The Finance Ministry is led by Israel Katz from the Likud Party. Katz. previously held the posts of Minister of Agriculture, Minister of Transport, Minister of Intelligence and Minister of Foreign Affairs and was also member of the Security Cabinet of Israel.

His parents were German Holocaust survivors coming from the German-speaking region of Romania, on the border with Germany and Hungary.

He drafted into the IDF in 1973 and volunteered in the Paratroopers Brigade. After his discharge in 1977 he studied at the Hebrew University of Jerusalem. He entered the Knesset tin 1998 as a replacement for Ehud Olmert.

 In 2003 he was appointed Minister of Agriculture in Ariel Sharon’s government and in January 2004 he announced a plan to increase settlements in the Golan Heights. Along with Netanyahu, Katz was also against Sharon’s Gaza disengagement plan. In the same period, he even lobbied with the World Zionist Organisation to provide incentives and subsidies for settlements in the West Bank.

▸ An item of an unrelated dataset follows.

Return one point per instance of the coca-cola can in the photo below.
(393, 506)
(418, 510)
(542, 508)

Former Minister of Transport in Netanyahu’s government in 2009, Gabi Ashkenazi is the current Foreign Minister in the government formed by the Likud Party, the “Blue and White” alliance and other groups.

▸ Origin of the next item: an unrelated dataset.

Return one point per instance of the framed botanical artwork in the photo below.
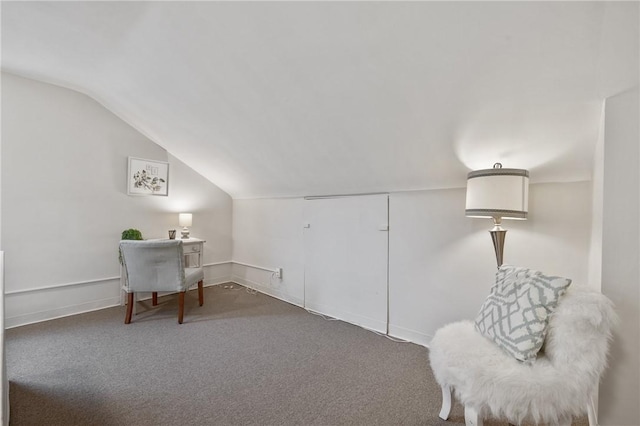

He was Chief of General Staff from 2007 to 2011. He is a Mizrahi Jew -i.e. an Eastern Jew, often of Maghreb origin – born in the Sharon region of central Israel. His father, a Holocaust survivor, had immigrated to Israel from Bulgaria while his mother had immigrated from Syria.

 He attended a renowned high school affiliated with the prestigious Gymnasia Herzliya in Tel Aviv and later studied at the U.S. Marine Corps University.

He served in the Golani Brigade from 1972 to 1988 and he first saw action during the 1973 Yom Kippur War. Later he took part in the Operation Thunderbolt, the Operation Entebbe and in the Operation Litani of 1978.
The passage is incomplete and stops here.